Lin shifted uneasily, watching the match burn out into a crooked stick of white ash in his hand. As it melted in the wind, he finally asked:

“Well?”

“Park confirmed that Comrade Chou Li-min has given his life for the cause as a result of this morning’s altercation.” Ku screwed his eyes up, and the corner of his eye twitched, as though irritated by smoke. “He wasn’t sure of the rumor, so he went to Chao-chia Creek, where he found the police dragging the creek for Chou’s body. It looks like he was pursued there, leaped in, hoping to swim to the other side, and the police opened fire.”

Silence.

Lin said nothing. Ku watched him carefully. Was he afraid? A lighthearted morning excursion had ended in death. Or was he angry? Anger could be useful if it was channeled into courage. They would need it — they were about to make another move.

“Comrade Chou had the courage to sacrifice his own life to protect his comrades. After mourning him, we must press on and avenge him.” He suspected his words were not forceful enough. He swallowed the cigarette smoke into his throat, allowing it to seep out from the corners of his mouth. His hoarse voice became smokier.

“The problem now is that Leng has disappeared. She is not in the apartment on Rue Amiral Bayle. You agreed she would wait for you there, and I’m afraid she may have run away because the gunfire frightened her. It’s too dangerous for her to be wandering around alone during the day.”

Lin started, as though waking from a dream, and got up abruptly. “I’ll go and find her.” He bent over to pick up the rope ladder.
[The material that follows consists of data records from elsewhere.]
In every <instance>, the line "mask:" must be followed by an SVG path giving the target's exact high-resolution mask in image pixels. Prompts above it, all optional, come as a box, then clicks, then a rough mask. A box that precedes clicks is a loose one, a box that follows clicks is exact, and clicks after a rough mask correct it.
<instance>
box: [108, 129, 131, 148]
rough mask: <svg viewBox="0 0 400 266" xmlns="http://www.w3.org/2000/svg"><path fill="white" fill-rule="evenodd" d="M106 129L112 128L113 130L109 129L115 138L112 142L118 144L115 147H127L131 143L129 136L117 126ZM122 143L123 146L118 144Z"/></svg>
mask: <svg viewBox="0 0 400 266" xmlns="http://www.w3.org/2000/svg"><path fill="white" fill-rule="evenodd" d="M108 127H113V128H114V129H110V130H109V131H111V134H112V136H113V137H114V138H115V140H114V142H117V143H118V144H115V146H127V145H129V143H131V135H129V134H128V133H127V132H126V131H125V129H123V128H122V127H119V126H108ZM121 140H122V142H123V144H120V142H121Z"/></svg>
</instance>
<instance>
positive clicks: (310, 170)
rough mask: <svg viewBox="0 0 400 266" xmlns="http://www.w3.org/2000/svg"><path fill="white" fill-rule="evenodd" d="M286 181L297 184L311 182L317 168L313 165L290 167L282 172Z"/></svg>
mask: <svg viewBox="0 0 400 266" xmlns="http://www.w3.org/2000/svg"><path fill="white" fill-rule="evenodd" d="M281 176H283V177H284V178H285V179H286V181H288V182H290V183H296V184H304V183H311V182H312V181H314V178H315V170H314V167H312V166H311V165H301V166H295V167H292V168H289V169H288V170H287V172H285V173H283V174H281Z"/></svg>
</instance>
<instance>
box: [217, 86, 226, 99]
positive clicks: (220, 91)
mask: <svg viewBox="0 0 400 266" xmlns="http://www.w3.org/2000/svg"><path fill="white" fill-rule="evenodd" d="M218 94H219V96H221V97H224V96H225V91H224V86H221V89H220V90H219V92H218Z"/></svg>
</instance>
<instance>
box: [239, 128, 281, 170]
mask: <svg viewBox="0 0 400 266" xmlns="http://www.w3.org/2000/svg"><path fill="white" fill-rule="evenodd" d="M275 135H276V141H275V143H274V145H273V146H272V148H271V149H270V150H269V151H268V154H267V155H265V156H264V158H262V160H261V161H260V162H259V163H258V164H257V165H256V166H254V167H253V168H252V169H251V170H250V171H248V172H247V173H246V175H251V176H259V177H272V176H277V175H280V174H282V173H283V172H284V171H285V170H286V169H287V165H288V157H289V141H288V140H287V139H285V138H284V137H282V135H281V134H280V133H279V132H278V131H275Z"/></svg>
“Where do you think she might be?” Ku mused. Then he said out loud: “She will call. If she does not call by five o’clock, we should evacuate this place.”

Lin couldn’t just sit down. He wanted to do something to avoid being overcome by grief. He didn’t stop to ask himself whether Chou’s death had frightened him. He was young. As a student, he had been just in time for the tail end of the revolutionary times. Before he knew what he was doing, he had been swept up by an unthinking frenzy and gone along with it. Then the violence of the struggle had surprised him like a sudden rainstorm. One of his comrades was shot dead by the army in a demonstration — the man had been his point of contact with the Party, and just like that, he had lost touch with his cell. Sometimes he thought to himself that if he had managed to stay in touch, he would have been killed. The thousands of young people swept up by the revolution hadn’t had time to organize themselves, and when the counterrevolutionaries retaliated, many of them simply lost touch with their cells and hence with the Party. Some of them resisted, and were killed. But he was not afraid. He was angry. He had actually been contemplating a suicide mission of some sort when he met Ku. Ku was a prudent, experienced revolutionary with meticulous offensive and defensive plans. He and his comrades were pinning their hopes on Ku because they thought he could win.